Once inside the space, Eke—along with performers Annabelle Balharry, Chloe Chignell and Angela Goh—is proposing an exploration of different ideas of the universal. Is it possible to recombine the fragmented moments of recent history as a new universalism? Is it desirable?
“What we’re trying to practice is transmodernism,” she says, with a nod to the work of Rodríguez Magda. “So, in relation to dance history, it goes modern dance, postmodern dance and now transmodern dance. I think this is how one could propose a new universality for today, to reclaim the sincere, progressive and positive aspects of modernity. We’ve been like, ‘Dance your memory of postmodern dance.’ And it’s the usual fragmentation. Let’s see what happens when we piece it back together.”
photo Rachel Roberts
Atlanta Eke, Monster Body, Dance Massive, 2013
This kind of focus on the conceptual level can make Eke’s work sound more difficult than it is. In fact, her work is best characterised by its humour. There is, for instance, the section in Body of Work which looks like (or rather sounds like) one long fart joke. Or there’s the infamous scene in Monster Body where she reclines like a painter’s odalisque in a spreading pool of her own urine.
To the extent that the work is difficult, it is not because of a deliberate refusal to communicate.

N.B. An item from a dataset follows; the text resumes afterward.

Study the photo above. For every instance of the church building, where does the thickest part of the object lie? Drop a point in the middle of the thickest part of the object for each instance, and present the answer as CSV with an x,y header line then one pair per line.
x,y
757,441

Eke and her collaborators know how to create a powerful connection with the audience, something absent from so much contemporary dance. It is one of the paradoxes of her oeuvre that what can seem at one level like cynicism or critique, can also have an attractive naive quality, like an earnest yearning for progress, for a genuinely communitarian, feminist future. And what better vehicle for hope than comedy?
But there is something urgent and sincere about the work. It’s not necessarily emotional or expressive, but there is an insistence through which the need for action is underlined. In Miss Universal, this comes across as a preoccupation with the theme of love.
“The thing is about love,” says Eke. “So we have these conversations where we focus in on the individual and love and then out on this idea of love as this other undefinable energy that attracts everything in the universe together.”
photo Sarah Walker
Atlanta Eke, Fountain, It Cannot Be Stopped, 2014
For Eke, love is the force which enmeshes and interconnects. It encompasses all the fragments and fugitive lines of a world without an organising centre. It gives coherence to the chaos. But is this only an artist’s figure for the absolute spirit, a way of explaining the mysterious unfolding of her own dialectical avant garde transaesthetic practice? There is a sense in which every artist yearns to be Miss Universal.
“The mission is to produce something unknown,” she says, “which is in the journey where it goes from the theoretical, cerebral thing to the art thing. But there’s something tricky about that—how do you do that without alienating people?” Maybe the only sincere way of doing it—all corniness aside–is to admit that the answer really is love.
Chunky Move, Next Move Commission, Atlanta Eke, Miss Universal, Chunky Move Studios, Melbourne, 3-12 Dec
RealTime issue #129 Oct-Nov 2015 pg.